Eriobotrya Japonica Leaf Extract ●
TL;DR. This ingredient is used as a botanical skin-conditioning extract, mainly to add antioxidant, soothing, and comfort-supporting claims to skin care and hair care formulas. It is usually a secondary active rather than a structural ingredient like an emulsifier or preservative.
What does Eriobotrya Japonica Leaf Extract do in a cosmetic formula?
This ingredient is used as a botanical skin-conditioning extract, mainly to add antioxidant, soothing, and comfort-supporting claims to skin care and hair care formulas. It is usually a secondary active rather than a structural ingredient like an emulsifier or preservative.
Is Eriobotrya Japonica Leaf Extract clean?
From a clean-beauty perspective, it is generally well accepted and not a common restricted-list concern.
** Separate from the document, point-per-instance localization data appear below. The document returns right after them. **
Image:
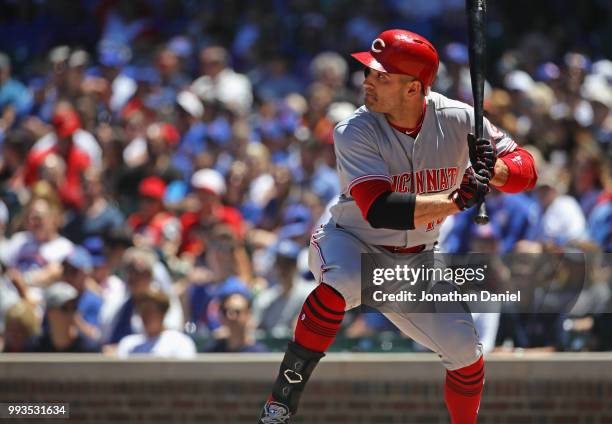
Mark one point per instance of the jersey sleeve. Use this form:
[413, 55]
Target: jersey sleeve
[501, 140]
[358, 158]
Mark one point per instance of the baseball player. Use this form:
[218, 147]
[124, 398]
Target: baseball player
[404, 166]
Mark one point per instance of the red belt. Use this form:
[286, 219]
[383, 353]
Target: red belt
[397, 249]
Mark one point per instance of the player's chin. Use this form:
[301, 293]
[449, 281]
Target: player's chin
[370, 103]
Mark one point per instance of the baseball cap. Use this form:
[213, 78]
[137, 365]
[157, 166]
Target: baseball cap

Like many botanical extracts, its tolerability depends on extraction solvent, preservation system, concentration, and the user’s sensitivity to plant-derived compounds.
Is Eriobotrya Japonica Leaf Extract sustainable?
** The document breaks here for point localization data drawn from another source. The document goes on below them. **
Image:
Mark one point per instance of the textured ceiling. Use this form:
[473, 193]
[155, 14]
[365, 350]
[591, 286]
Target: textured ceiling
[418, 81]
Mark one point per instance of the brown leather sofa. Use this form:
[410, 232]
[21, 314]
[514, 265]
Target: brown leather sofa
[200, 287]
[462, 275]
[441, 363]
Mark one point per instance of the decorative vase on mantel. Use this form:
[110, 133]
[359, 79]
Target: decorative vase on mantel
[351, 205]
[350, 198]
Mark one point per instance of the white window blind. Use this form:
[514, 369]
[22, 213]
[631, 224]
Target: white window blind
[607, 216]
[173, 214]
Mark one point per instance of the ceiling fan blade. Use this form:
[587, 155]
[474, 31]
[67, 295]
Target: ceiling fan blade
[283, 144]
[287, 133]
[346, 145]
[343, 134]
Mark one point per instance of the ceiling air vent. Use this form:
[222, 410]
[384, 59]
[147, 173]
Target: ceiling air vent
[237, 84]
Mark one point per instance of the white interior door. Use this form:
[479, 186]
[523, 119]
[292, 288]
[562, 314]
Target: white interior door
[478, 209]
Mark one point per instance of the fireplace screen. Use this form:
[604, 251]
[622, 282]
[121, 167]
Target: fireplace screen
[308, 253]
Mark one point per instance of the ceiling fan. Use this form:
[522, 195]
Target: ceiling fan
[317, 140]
This ingredient is plant-derived and can be a good sustainability fit when sourced from renewable agricultural material with traceable harvesting practices. It is expected to be readily biodegradable as a botanical extract, though the total footprint depends on farming, drying, extraction solvent, and concentration method.
Is Eriobotrya Japonica Leaf Extract COSMOS-approved?
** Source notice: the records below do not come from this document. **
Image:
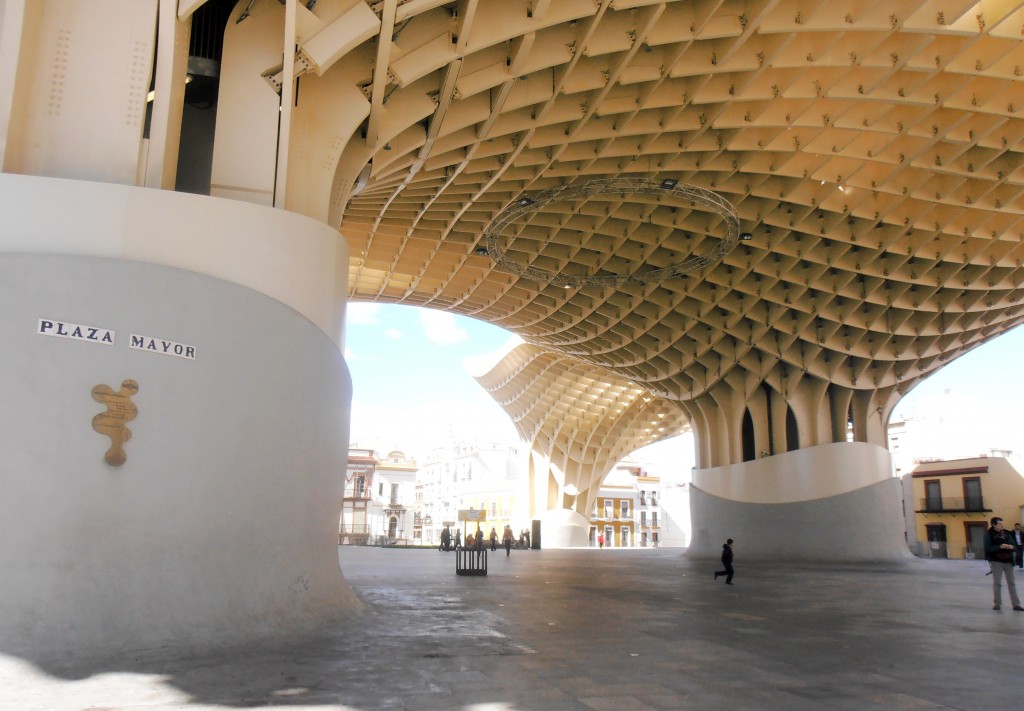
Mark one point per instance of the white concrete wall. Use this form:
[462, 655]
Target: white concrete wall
[814, 472]
[296, 260]
[221, 525]
[829, 503]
It can be permitted under COSMOS Natural and COSMOS Organic when made from approved plant material using approved extraction solvents and processing aids. It aligns reasonably well with Green Chemistry when produced by water, glycerin, or ethanol extraction and with minimal solvent waste.
How does Eriobotrya Japonica Leaf Extract work chemically?
This material is a complex botanical mixture that can include polyphenols, flavonoids, tannins, triterpenic acids, sugars, and minerals, so composition varies by harvest and extraction method. Typical cosmetic use is often around 0.1% to 5% as supplied, and it is best protected from excess heat, light, and microbial contamination in water-containing formulas.